In vitro 検査法
出典: フリー百科事典『ウィキペディア(Wikipedia)』 (2021/10/06 16:18 UTC 版)
「抗体依存性細胞傷害」の記事における「In vitro 検査法」の解説
ADCCを誘発する抗体やエフェクター細胞の有効性を判断するために、いくつかの実験方法が存在する。通常、ある表面に露出した抗原を発現する標的細胞株を、その抗原に特異的な抗体とインキュベートする。洗浄後、Fc受容体CD16を発現するエフェクター細胞を、抗体で標識された標的細胞と共培養する。

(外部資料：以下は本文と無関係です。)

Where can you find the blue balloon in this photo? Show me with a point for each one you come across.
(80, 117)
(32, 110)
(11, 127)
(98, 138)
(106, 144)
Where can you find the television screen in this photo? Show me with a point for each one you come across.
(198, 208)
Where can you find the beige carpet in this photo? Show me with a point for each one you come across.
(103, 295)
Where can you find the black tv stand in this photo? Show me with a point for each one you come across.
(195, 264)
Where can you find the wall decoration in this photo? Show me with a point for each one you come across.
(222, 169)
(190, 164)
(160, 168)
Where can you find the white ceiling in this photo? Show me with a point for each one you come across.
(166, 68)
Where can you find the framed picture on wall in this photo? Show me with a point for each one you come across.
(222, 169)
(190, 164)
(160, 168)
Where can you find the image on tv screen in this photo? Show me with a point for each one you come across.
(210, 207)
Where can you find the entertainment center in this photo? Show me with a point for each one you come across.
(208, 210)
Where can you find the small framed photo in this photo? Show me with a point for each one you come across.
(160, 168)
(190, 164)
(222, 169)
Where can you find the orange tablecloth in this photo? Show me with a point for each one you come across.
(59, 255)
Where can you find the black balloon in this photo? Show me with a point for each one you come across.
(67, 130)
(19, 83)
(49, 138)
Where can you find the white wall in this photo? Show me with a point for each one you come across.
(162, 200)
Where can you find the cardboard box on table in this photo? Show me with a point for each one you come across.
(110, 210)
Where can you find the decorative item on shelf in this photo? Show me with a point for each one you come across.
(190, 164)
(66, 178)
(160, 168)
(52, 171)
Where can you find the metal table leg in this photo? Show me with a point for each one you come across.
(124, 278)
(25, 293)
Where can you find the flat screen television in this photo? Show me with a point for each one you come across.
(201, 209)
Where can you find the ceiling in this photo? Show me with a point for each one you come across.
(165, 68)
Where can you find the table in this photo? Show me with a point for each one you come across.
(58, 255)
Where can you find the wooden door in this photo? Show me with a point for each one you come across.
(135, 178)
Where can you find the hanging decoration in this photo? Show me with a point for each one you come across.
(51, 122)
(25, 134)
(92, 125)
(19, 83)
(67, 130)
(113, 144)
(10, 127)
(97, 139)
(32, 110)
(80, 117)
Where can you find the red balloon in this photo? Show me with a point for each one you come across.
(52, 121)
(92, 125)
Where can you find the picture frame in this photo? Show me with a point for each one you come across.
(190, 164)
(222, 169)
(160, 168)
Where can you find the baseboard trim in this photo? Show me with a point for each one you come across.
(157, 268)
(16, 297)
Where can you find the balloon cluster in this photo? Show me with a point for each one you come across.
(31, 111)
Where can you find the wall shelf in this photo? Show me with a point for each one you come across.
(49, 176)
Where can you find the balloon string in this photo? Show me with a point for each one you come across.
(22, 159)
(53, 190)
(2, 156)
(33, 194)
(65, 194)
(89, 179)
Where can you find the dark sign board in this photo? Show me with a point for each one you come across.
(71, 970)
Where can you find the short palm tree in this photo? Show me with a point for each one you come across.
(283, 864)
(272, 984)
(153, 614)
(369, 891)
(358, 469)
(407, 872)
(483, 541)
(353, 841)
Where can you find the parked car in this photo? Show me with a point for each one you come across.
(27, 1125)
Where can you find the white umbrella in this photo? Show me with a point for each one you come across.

エフェクター細胞は典型的にはPBMC(末梢血単核細胞)であり、そのうち数パーセントはNK細胞(ナチュラルキラー細胞)であるが、精製されたNK細胞そのものである事は少ない。数時間の内に、抗体、標的細胞、エフェクター細胞の間で複合体が形成され、標的の細胞膜が溶解する事になる。標的細胞に予め何らかの標識が付いていれば、細胞の溶解量に比例して標識が放出される。細胞毒性は、健康な無傷の細胞内に残るラベルの量と、溶液中のラベルの量を比較する事で定量出来る。 これを検出する古典的な方法は放射性同位元素を用いたクロム51[51Cr]放出試験であり、同じく放射性元素を用いた硫黄35[35S]放出アッセイはあまり使われていない。標的細胞の溶解(細胞死)は、ガンマ計数器やシンチレーション検出器により、細胞培養液中に放出された放射性標識の量を測定する事で決定される。現在では、様々な非放射性の方法が広く使用されている。蛍光を利用した方法としては、カルセイン(英語版)などの蛍光色素で直接標識する方法や、ユウロピウムで標識して放出されたEu3+がキレート剤と結合する事で発する蛍光を測定する方法などがある。蛍光の測定には、多重井戸型蛍光光度計やフローサイトメトリー法が用いられる。また、溶解した細胞の中には、GAPDHのように活性を維持している細胞酵素が含まれており、その酵素に基質を供給することで反応が起こり、その生成物を蛍光や吸光で検出する酵素ベースの試験法もある。